For the third time in four days, Slate.com media columnist Jack Shafer has it out for News Corp. CEO Rupert Murdoch over his proposed deal to buy Dow Jones & Co. and take over The Wall Street Journal.
This time, Shafer is examining the curious incident of a profile written about Murdoch’s wife, Wendi Deng, by Fortune contributor Eric Ellis that was slated to run in an Australian newspaper but was mysteriously killed. Interestingly, Murdoch owned a 7 percent stake in the parent company of the newspaper at the time the story was killed.
What does this have to do with the Journal? Murdoch is on record as having disliked the paper’s front-page story about his wife in 2000.

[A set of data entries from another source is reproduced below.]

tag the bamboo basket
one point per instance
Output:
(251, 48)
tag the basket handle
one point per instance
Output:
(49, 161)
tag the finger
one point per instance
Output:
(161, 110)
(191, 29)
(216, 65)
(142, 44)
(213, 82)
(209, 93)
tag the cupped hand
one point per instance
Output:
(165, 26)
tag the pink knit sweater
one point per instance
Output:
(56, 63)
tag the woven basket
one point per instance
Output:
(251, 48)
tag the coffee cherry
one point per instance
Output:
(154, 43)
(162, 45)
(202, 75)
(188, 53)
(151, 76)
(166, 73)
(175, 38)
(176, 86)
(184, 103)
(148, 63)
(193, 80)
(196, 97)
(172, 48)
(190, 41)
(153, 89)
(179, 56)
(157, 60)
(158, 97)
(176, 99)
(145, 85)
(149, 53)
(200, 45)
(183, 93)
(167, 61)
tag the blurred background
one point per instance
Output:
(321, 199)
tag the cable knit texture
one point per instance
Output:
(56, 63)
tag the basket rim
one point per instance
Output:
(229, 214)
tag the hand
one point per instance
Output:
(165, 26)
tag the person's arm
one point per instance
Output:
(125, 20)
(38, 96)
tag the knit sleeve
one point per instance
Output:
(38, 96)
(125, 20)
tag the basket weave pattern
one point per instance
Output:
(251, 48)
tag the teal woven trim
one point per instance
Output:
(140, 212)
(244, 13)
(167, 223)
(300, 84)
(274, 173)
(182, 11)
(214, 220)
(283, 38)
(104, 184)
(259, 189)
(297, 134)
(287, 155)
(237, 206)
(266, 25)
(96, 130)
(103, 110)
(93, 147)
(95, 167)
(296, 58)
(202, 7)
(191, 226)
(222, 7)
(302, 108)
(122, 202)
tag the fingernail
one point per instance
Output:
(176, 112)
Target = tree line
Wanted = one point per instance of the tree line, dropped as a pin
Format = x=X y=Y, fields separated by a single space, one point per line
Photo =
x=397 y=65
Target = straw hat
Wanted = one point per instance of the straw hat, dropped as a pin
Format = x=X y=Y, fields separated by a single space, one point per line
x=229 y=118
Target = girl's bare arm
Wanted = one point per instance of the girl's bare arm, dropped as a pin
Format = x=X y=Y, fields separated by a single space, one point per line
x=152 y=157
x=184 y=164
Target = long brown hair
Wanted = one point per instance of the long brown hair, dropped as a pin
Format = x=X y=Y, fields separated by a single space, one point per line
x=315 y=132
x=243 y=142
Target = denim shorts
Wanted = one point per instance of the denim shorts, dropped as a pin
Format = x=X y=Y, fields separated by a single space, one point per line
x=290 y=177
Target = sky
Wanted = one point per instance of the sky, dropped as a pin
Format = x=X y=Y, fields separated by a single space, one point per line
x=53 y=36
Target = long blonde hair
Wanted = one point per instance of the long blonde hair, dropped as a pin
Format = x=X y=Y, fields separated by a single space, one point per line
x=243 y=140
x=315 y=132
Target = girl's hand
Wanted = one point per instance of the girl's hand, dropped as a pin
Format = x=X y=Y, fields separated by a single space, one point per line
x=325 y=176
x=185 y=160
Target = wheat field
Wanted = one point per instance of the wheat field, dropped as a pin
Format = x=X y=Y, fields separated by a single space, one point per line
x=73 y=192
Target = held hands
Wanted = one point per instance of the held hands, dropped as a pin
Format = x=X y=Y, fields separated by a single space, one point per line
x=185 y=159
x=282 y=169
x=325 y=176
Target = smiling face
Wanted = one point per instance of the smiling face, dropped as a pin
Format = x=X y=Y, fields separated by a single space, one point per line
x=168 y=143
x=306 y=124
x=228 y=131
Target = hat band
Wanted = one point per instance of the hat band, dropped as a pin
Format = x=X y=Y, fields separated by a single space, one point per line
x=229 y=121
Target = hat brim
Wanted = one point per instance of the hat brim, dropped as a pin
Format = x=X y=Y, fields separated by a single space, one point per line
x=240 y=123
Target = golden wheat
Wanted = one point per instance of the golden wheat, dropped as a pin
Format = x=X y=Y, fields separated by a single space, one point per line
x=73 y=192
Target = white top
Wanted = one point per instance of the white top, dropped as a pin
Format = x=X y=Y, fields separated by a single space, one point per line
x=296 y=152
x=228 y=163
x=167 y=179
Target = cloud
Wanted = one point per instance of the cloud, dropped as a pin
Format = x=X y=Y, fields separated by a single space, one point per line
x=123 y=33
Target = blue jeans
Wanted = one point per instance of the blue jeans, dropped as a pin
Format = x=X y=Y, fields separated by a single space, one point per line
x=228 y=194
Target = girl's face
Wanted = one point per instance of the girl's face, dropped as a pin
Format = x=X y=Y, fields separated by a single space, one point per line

Shafer wrote, “The mogul is obviously still sensitive about his latest bride. Rupert-watchers in Australia and the United Kingdom speculate that Murdoch may have played a role in the recent spiking of a 10,000-word-plus Deng profile. (Crikey.com broke the story.) Written by Fortune magazine contributor Eric Ellis, the profile was commissioned by Good Weekend, the Saturday magazine Fairfax Media inserts inside its Melbourne and Sydney dailies. At the time the spike was delivered, Murdoch’s News Corp. owned 7.5 percent of Fairfax, which raises the question: Is Rupert the sort of guy who would kill a critical story about his wife? If so, is he the sort of guy we want to own the Wall Street Journal?
“The Financial Times reported April 24 that ‘after the [Deng] story landed and was much praised by editors for the quality of its research, a sudden decision was made last week not to run it.’ Journalists at The Age, the Fairfax paper in Melbourne, demanded to know whether the piece had been pulled on editorial grounds or as a result of boardroom machinations, i.e., Murdoch intervention. Whatever happened, Murdoch couldn’t have been very happy. Just days later, News Corp. sold its Fairfax stake.”